Page:Dumas - Mes mémoires, tome 3.djvu/260

La bibliothèque libre.
Le texte de cette page a été corrigé et est conforme au fac-similé.
257
MÉMOIRES D’ALEX. DUMAS

C’était une grande impertinence ! Un prince ne se trompe jamais, et, dans cette circonstance, le prince ne se trompait pas.

Aussi, le duc d’Orléans, s’arrêtant devant moi :

— Monsieur Dumas, me dit-il, apprenez ceci : c’est que, lorsqu’on ne descendrait de Louis XIV que par les bâtards, c’est encore un assez grand honneur pour qu’on s’en vante !… Continuez.

Et il reprit :

« … Cette ressemblance ne suffirait-elle pas à démontrer la fausseté des prétentions de cette aventurière ?… »

Cette fois, j’écrivis sans lever le nez, et ne le levai plus, pendant tout le reste de la séance.

À quatre heures, le duc d’Orléans me rendit la liberté, en me demandant si je pouvais venir travailler le soir.

Je répondis que j’étais aux ordres de Son Altesse.

Je pris mon chapeau, je saluai, je sortis, j’enjambai les escaliers quatre à quatre, et je courus retrouver Lassagne.

Le hasard fit qu’il était encore à son bureau.

— Mais, lui demandai-je en entrant et sans autres préliminaires, comment se fait-il donc que Louis XIV soit l’aïeul du duc d’Orléans ?

— Pardieu ! me dit-il, c’est bien simple : parce que le régent a épousé mademoiselle de Blois, fille naturelle de Louis XIV et de madame de Montespan, à telles enseignes que, lorsqu’il a annoncé ce mariage à la princesse Palatine, seconde femme de Monsieur, celle-ci lui a allongé un soufflet en pleine joue pour lui apprendre à se mésallier. Vous trouverez cela dans les Mémoires de la princesse Palatine et dans Saint-Simon.

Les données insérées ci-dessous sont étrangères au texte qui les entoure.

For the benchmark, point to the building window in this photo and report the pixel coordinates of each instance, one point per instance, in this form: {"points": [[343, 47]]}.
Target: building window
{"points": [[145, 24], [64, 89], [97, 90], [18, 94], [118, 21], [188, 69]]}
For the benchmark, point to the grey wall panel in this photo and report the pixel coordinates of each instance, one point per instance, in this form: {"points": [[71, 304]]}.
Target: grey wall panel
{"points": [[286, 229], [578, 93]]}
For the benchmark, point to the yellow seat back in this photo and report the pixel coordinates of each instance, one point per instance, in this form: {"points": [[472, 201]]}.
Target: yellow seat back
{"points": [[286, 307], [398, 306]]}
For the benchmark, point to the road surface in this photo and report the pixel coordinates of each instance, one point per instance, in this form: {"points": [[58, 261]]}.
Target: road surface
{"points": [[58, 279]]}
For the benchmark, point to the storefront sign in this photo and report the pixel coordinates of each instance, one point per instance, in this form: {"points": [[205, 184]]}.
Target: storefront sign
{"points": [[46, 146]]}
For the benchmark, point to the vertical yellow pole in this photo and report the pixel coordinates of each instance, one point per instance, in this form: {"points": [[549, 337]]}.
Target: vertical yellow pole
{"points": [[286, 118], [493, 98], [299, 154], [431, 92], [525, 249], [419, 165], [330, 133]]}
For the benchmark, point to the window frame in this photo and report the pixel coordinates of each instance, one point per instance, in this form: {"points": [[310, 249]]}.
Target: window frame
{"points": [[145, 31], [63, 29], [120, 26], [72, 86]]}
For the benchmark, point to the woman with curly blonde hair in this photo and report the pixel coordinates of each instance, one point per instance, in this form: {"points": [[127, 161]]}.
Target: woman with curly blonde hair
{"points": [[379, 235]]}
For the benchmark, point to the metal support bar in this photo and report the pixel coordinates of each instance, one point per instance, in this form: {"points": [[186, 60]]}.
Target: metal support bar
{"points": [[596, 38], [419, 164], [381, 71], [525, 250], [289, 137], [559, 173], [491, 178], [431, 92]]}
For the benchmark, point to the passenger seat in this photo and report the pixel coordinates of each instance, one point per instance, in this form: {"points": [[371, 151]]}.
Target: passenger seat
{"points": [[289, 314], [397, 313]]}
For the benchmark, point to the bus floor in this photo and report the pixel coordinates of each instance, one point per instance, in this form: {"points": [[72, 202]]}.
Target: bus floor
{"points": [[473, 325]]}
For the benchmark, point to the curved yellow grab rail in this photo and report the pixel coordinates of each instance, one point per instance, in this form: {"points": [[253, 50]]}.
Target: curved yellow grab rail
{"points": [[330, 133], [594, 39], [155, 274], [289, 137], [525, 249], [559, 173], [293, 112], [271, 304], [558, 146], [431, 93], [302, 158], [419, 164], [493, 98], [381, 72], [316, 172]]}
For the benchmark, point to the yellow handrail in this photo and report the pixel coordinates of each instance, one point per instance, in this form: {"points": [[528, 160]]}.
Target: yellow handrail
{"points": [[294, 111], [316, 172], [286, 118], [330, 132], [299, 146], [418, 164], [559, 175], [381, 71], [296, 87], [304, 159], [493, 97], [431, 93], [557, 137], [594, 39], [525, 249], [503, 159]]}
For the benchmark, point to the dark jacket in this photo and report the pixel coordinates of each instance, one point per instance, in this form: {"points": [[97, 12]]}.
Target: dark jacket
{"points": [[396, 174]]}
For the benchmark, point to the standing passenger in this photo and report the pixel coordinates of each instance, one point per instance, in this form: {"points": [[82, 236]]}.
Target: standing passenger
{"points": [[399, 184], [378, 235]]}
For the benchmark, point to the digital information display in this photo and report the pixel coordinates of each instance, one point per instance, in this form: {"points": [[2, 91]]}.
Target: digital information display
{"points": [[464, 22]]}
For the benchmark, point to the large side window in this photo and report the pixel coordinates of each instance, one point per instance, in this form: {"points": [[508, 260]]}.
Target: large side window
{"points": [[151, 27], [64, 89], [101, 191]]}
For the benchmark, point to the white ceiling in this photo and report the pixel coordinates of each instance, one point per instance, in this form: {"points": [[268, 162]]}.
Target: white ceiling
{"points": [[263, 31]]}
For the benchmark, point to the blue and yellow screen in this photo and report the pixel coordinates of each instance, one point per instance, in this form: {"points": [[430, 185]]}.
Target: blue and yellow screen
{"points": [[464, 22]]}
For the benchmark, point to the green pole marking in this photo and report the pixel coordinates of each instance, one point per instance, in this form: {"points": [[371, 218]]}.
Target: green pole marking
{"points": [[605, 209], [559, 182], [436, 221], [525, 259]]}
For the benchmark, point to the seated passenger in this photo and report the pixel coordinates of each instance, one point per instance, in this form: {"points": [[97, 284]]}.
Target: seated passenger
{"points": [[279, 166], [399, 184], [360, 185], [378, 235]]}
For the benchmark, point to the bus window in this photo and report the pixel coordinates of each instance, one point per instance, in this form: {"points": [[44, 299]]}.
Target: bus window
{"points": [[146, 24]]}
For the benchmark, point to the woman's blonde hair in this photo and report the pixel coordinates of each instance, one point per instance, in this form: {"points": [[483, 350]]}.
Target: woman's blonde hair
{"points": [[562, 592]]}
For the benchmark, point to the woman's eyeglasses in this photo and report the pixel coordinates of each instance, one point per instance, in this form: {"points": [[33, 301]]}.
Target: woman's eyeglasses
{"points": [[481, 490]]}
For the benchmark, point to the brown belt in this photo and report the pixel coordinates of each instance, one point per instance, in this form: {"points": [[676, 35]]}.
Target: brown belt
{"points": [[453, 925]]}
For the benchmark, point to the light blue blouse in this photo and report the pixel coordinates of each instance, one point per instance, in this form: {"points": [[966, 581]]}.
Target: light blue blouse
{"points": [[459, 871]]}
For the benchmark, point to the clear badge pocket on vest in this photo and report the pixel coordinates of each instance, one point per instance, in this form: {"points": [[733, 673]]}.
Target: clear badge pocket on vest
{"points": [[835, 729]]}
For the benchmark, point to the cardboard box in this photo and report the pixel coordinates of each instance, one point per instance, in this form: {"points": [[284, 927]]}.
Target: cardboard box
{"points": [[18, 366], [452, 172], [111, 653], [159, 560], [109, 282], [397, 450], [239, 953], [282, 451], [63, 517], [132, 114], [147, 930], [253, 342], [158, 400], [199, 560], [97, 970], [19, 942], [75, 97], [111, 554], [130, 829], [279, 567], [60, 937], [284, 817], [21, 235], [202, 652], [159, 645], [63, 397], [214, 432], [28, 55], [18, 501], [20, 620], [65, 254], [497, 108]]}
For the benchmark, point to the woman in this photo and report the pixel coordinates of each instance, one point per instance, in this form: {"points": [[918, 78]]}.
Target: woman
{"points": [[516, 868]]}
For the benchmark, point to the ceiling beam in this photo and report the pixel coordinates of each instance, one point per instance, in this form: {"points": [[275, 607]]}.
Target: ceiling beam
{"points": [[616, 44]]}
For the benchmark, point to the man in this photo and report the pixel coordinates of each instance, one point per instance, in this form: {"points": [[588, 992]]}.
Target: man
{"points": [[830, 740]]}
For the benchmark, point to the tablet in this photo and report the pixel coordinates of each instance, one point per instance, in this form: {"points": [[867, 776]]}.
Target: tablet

Je demeurai écrasé sous cette réponse si prompte et si sûre.

— Ah ! me dis-je en courbant la tête, je n’en saurai jamais tant que cela !

Le soir même, à onze heures, la copie de mon mémoire fut terminée. M. Dupin, à qui elle fut envoyée le lendemain, doit l’avoir encore, toute de mon écriture.